Experimental Results

To generate experimental results, five standard test images which contain a wide range of frequency components, called: Lena, Elaine, Peppers, Mandrill, and Barbara were taken. Each of these five images, were first lowpass filtered using a 2D Blackman lowpass filter with a cutoff frequency of Fs/2 to mitigate the aliasing artefact of the down sampling. The filtered images were then down sampled by a factor of 2 in both horizontal and vertical directions, generating a replica low resolution image for each of the input images. Hence, the input images could be treated as the ground truth for comparing the performance of the image enlargement techniques.

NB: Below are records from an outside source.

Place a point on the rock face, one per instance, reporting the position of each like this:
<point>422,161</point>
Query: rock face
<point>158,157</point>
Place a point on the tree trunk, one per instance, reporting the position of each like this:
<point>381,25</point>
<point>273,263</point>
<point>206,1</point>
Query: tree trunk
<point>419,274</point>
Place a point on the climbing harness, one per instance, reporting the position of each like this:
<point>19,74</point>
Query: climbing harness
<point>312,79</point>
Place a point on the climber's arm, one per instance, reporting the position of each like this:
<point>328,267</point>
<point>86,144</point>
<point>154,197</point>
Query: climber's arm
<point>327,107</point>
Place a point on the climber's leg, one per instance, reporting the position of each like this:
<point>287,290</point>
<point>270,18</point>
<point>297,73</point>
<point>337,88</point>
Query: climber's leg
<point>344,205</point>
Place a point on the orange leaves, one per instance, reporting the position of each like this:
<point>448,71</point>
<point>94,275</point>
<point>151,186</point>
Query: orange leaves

The Blackman 2D FIR filter coefficients are tabulated in Table 1 [7].

Table 1. The Blackman 2D FIR filter coefficients [7].

To evaluate the performance of the proposed Wavelet based Image Enlargement (WIE) technique, the resulting low resolution Lena, Elaine, Peppers, Mandrill, and Barbara test images were enlarged using the proposed WIE method, Nearest-neighbourhood, Bilinear, Bicubic, Sinc, Cycle Spinning (CS) [5], Directional Cycle Spinning (DSC) [2] techniques. Bi-orthogonal Daubechies 9/7 wavelet filters were used for generating experimental results. These filters were chosen because they are commonly used in image processing and image coding applications; but the proposed WIE algorithm works with most other wavelet and subband filters as well, providing that the filters are of sufficient length to yield basis functions that are more regular than the signals being analyzed.

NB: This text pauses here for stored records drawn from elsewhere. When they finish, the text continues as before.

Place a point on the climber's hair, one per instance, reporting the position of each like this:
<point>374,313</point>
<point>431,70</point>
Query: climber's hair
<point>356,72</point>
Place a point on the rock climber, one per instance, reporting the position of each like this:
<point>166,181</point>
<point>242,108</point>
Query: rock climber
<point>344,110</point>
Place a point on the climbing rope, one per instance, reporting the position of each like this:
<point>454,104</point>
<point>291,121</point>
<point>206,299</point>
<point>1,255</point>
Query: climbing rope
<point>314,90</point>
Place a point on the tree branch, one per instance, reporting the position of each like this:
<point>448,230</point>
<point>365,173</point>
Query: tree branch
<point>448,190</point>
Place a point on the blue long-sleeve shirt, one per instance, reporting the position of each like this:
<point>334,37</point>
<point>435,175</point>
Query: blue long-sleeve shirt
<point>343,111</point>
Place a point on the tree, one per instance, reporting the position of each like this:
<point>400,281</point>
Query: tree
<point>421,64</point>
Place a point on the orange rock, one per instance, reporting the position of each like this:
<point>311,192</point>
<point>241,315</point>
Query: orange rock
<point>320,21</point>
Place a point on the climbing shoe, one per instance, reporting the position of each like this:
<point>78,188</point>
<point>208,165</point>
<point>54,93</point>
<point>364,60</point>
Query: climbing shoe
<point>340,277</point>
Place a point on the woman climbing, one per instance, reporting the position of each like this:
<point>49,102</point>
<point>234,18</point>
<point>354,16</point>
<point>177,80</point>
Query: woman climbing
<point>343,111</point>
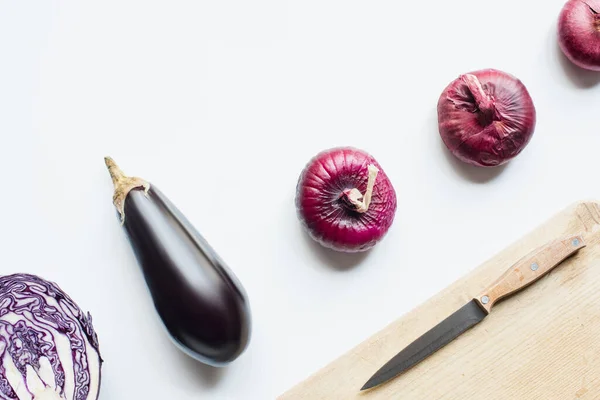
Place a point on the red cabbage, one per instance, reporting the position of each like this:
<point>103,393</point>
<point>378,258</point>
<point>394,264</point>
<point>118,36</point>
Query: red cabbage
<point>48,347</point>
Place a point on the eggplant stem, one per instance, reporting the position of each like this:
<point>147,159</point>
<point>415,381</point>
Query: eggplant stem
<point>484,101</point>
<point>354,195</point>
<point>123,185</point>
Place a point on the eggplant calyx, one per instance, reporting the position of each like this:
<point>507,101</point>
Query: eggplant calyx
<point>123,185</point>
<point>359,201</point>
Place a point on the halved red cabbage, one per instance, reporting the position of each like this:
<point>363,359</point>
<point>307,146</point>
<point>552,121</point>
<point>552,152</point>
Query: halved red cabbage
<point>48,347</point>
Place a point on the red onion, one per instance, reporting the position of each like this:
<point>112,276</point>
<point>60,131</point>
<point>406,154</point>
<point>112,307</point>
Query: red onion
<point>345,200</point>
<point>486,117</point>
<point>579,33</point>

The Peak Signal to Noise Ratio (PSNR) measurement and the Structural SIMilarity (SSIM) index, which has proven to be inconsistent with human eye perception, were chosen to assess the quality of the enlarged images against their corresponding ground-truth images (the original test images were assumed to be the ground truth images). The PSNR measurements and the SSIM indexes for the enlarged images were calculated and tabulated in Tables 2 and 3, respectively. From Tables 23 it can be seen that the proposed WIE technique provides the most improvement over the state of the art methods, both subjectively and objectively. From Table 2, it can be seen that the proposed technique generates a slightly lower PSNR when enlarging Lena and Mandrill images in comparison to the Sinc technique. However, it is well known that the PSNR is not a reliable metric to judge the visual quality of the enlarged images and the human eyes are the final judges for assessing the quality of the images. Hence, the SSIM index, which is more inconsistent with the perception of the human eyes, is a more reliable metric to be used for evaluating the quality of the enlarged images and this index shows that the proposed technique outperforms the state of the art techniques.

Table 2. The PSNR comparison of different methods.
Table 3. The SSIM comparison of different methods.

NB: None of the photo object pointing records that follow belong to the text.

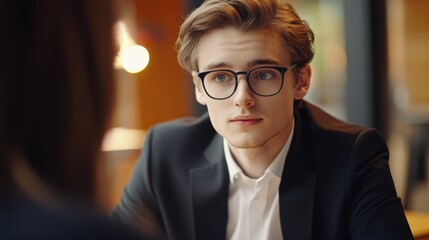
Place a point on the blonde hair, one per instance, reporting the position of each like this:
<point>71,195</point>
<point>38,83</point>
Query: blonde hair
<point>245,15</point>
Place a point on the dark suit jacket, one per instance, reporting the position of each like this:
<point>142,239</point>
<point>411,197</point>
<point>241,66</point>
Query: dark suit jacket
<point>336,182</point>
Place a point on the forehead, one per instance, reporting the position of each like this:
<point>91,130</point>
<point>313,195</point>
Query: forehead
<point>233,48</point>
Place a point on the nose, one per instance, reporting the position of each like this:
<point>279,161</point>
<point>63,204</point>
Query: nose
<point>243,96</point>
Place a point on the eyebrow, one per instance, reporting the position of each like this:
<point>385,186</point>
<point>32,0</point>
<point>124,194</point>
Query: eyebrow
<point>250,64</point>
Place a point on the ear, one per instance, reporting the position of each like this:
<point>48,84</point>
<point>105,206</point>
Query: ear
<point>303,82</point>
<point>199,91</point>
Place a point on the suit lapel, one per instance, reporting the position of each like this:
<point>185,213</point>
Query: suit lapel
<point>209,189</point>
<point>297,188</point>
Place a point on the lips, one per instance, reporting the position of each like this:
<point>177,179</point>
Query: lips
<point>246,120</point>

To give a visual perception of the resulting enlarged images, a section of the original Barbara test image, its generated low resolution image, and its enlarged image using the Sinc, Cycle Spinning (CS), Directional Cycle Spinning (DSC) and the proposed technique were shown in Fig. 2. From Fig. 2, it can be seen that the enlarged image using the proposed technique is the closest to the original image. It is also clear that the enlarged image using CS and DSC suffer from general blurriness and the Sinc image has less blur with superior contrasts, however it suffers from pixilation within the smooth areas. At the same time, the proposed technique produces an image with high contras and less pixilation in smooth areas while preserving precise edges.

Fig. 2.
figure 2

A section of Barbara image: (a) Ground truth image (b) low resolution image and enlarged image using (c) Sinc, (d) cycle spinning, (e) directional cycle spinning and (f) proposed techniques.

Conclusions

In this paper, a new image resolution enhancement technique was proposed. The proposed technique estimated the wavelet coefficients of the high frequency subbands of the super resolution image from the wavelet subbands of the low resolution image by up-sample and then filtering the low resolution detail subbands using inverse wavelet filters. Results showed that the enlarged images using the proposed technique exhibit significantly higher visual quality to that of the state of the arts techniques, subjectively and objectively.